Sério, eu gosto de ti. E isso me valeu o ano. O fato de não ser perceptível tudo que sinto deve-se ao medo que tenho do 'não'; eu sou intensa, sou totalmente emotiva, adora me apaixonar, construir ilusões, sonhar ... ah, me deixem um pouco. Curto amores platônicos. As vezes prefiro isso a não ser compreendida, a ver que minhas palavras - quando ditas - não são bem interpretadas. Por isso calo. Por medo. E não quero ter medo. Não devemos ter medo do amor. Logo eu que falo tudo na cara, com medo de dizer algo tão belo e puro. É que como disse o Caio, são essas coisas, coisas tão dificeis de serem ditas ... por isso - repito - eu calo.
sábado, 13 de dezembro de 2008

"Quanto é que pesa a vida? Dizem que todos nós perdemos 21 gramas no exato momento da nossa morte ... todo mundo. O peso de algumas moedas. O peso de uma barra de chocolate. O peso de um beija-flor ... Quanto o amor pesa?
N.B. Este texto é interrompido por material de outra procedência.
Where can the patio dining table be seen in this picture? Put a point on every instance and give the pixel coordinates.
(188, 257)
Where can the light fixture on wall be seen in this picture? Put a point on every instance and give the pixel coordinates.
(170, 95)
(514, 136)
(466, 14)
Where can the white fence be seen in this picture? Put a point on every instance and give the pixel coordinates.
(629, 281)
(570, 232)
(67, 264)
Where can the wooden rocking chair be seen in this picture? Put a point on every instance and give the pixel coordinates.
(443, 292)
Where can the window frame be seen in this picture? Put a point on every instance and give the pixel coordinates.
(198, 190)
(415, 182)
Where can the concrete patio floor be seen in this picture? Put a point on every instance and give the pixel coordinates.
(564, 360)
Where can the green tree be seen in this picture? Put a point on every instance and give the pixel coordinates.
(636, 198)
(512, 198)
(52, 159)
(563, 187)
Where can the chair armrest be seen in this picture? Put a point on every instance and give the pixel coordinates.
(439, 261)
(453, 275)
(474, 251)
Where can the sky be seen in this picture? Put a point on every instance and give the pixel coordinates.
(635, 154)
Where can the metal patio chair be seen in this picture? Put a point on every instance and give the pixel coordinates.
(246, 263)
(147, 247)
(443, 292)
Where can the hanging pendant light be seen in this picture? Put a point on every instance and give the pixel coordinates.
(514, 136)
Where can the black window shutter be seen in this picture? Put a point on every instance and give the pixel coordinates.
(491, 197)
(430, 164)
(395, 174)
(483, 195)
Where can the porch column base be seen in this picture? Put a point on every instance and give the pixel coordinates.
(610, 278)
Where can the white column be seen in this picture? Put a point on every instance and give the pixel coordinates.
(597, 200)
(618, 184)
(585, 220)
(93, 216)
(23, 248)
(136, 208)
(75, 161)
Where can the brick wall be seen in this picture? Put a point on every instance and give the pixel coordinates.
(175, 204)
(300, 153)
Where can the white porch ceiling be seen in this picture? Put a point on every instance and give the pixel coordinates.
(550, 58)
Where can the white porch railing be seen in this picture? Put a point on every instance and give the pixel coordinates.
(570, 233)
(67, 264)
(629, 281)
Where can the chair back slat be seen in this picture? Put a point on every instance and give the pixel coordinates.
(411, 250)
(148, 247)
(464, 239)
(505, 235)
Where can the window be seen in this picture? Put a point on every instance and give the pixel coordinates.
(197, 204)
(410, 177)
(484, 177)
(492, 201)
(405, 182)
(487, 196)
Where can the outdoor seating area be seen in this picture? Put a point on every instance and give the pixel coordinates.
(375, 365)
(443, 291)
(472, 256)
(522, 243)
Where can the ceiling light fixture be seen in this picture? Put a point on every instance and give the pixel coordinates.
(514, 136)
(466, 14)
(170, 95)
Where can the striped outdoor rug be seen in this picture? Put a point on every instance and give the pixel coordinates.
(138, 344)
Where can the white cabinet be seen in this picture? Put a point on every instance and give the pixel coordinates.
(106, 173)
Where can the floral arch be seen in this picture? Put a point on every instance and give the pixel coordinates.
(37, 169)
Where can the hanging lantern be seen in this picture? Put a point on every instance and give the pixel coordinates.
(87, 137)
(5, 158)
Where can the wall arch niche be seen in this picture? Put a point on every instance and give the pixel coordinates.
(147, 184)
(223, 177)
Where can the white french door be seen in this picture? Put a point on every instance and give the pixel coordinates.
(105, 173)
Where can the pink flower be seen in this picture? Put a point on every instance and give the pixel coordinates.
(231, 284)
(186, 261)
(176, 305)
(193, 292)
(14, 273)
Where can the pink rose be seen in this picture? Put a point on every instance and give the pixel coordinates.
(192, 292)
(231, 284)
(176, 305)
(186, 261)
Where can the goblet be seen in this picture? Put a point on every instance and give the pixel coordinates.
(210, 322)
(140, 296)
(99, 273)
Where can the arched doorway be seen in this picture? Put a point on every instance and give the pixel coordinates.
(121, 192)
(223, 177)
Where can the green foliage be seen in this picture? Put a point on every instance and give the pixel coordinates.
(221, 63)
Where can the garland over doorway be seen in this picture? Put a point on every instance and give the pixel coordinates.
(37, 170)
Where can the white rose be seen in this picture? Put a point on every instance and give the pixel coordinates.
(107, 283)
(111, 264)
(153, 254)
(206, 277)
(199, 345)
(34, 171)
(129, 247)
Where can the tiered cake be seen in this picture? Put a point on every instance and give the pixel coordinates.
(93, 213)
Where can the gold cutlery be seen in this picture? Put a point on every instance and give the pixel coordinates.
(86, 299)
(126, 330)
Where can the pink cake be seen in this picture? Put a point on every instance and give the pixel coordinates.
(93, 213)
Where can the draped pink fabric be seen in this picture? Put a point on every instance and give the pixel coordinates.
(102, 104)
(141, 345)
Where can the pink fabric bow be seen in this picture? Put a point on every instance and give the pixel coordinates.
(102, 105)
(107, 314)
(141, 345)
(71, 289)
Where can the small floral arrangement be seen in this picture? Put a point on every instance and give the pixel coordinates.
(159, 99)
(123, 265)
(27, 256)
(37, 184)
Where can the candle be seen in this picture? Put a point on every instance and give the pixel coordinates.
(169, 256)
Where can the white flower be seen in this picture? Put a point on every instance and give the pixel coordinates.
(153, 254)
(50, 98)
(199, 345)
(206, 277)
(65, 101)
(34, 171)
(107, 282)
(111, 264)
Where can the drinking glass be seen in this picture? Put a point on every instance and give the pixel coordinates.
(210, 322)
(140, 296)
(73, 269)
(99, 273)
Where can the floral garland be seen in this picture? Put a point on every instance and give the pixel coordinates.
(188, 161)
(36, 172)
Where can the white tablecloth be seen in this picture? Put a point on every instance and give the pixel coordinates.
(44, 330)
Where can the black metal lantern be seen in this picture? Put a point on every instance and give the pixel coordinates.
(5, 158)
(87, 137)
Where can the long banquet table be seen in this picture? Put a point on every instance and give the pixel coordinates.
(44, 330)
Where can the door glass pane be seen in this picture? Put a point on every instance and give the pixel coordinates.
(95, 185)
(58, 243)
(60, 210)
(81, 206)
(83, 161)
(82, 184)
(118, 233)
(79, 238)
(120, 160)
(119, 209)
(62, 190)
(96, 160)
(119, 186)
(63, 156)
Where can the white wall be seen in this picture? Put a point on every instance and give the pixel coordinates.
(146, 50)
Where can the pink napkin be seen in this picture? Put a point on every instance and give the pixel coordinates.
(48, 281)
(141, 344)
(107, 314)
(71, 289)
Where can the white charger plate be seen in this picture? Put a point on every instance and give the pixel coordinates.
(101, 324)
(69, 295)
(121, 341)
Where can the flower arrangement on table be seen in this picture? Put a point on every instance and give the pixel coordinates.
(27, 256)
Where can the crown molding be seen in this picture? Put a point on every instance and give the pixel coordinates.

Quanto pesa a vingança? Quanto é que pesa a culpa?"
[21 gramas - Alejandro Gonzalez Iñarritu]
Tem algum tempo que vi esse filme pela primeira vez, mas hoje decidi falar sobre ele por ter participado de um momento onde parei pra pensar 'quanto pesa a vida', ou melhor 'quanto vale a vida'. Estamos aqui nos divertindo, vivendo, rindo, bebendo, e em alguns segundos tudo pode mudar. Lidar com a possível morte é louco. A nossa vida é ISSO AQUI AGORA. É esse segundo que estou na frente do computador escrevendo. Daqui a pouco pode nem acontecer, e amanhã é MUITO tarde. Faça, viva, aja duas vezes antes de pensar (já dizia Chico!). Hoje eu GRITO "te amo" para todos que lerem esse post.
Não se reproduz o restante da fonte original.